I frequent Ronnie Scott's jazz club in London and typically pop along to see exceptional performers create something special, late into the night. If you ask me about it I'll usually say "you should have been there". The musicians are famous, and well paid, because of their ability to be ingenious and to delight their audience, differently, with each performance. In the last century the wish to ossify every performance or activity by wrapping it in a complex web of patents and copyrights reached a kind of mania. Recently, this was wonderfully pastiched by a group who claimed to have registered several million combinations of telephone number keypad tones, as "their" unique tunes. Thus, when you phoned a friend, you were breaking copyright by playing their tune!. It is ridiculous, but shows how foolish the whole thing had become. ICT is facing this problem in myriad ways. A radio programme used to be something that was owned, then performed on the air a finite number of times. But with web streaming, podcasting, MP3 storage on phones, Sky+ and more, the place and time when you listen will vary from individual to individual. As a broadcast passes from hardware to hardware the concept of "original" or "authorised" starts to wobble badly. A question that dropped into a forum I belong to showed how confused everyone is by ICT's ability to communicate and replicate: "If," it asked, "on a face-to-face course CLA clearance has been obtained for a reader-pack and the articles cleared for photocopying, can they also be scanned, pdf-ed and uploaded into a password protected VLE? Â Or are you in breach of copyright?". Who knows?!

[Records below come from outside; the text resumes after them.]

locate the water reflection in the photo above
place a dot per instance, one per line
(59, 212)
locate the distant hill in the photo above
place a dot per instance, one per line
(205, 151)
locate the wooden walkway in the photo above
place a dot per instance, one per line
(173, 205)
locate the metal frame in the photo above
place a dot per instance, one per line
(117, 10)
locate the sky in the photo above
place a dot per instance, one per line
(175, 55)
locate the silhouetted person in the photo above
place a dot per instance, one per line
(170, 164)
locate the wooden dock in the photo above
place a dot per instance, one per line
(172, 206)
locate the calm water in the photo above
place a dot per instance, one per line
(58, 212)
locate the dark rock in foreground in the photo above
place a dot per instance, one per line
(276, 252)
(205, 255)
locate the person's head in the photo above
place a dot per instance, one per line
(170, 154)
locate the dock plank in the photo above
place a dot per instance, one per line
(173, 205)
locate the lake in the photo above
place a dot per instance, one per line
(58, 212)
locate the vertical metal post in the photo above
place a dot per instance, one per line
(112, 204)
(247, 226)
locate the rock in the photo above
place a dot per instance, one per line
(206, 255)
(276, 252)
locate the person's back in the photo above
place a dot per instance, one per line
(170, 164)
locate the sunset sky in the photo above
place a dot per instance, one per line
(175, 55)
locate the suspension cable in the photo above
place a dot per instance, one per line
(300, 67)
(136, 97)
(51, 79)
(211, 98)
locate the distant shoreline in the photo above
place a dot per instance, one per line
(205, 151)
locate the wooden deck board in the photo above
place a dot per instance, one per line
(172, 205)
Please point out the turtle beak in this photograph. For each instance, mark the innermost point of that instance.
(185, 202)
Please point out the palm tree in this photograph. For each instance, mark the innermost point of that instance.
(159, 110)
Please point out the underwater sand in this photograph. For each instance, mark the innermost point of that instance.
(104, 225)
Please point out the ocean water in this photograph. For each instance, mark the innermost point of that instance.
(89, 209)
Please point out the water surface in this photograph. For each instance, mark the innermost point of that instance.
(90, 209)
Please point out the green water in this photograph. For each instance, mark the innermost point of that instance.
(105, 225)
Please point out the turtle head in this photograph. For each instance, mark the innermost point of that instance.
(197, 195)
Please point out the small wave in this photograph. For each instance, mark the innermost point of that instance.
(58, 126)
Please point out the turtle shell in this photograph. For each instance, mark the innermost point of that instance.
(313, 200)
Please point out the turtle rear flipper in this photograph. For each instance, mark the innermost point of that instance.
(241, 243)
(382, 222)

Fortunately movements like the Creative Commons group are busy implementing good solutions to the impact of ICT on "ownership" and "rights". The BBC's Creative Archive project looks to be able, finally, to wrest that wonderful archive of broadcast material away from the lawyers and make it available for the children and families who paid for it in the first place. Others, like the UK's Teachers' TV, have started with a completely refreshing view that anything they broadcast will be freely available from their website, to stream or save, and can be used in schools, homes, on phones even, as suits the user.

Technology copyright rules, depressingly, are hopelessly biased in favour of developed economies. In the West I can protect my invention of an clever algorithm, but the Arab nation that invented the numbering system it depends on get nothing. So it is easy to see why one nation's piracy is another nation's retaliation against cultural imperialism. ICT in schools progresses by each of us helping, rather than charging, each other. The children understand this perfectly. Type "free essays online" into Google if you doubt it (and you'll get a lot more hits than if you type "buy essay online"). In the end, probably rightly, all we will be able to protect is our individual ability to be ingenious, to solve problems and to perform delightfully.

If in doing so we come to value, once again, the individual contribution of great teachers and exceptional students, and we develop skills to help us choose between them, it doesn't sound to bad, does it?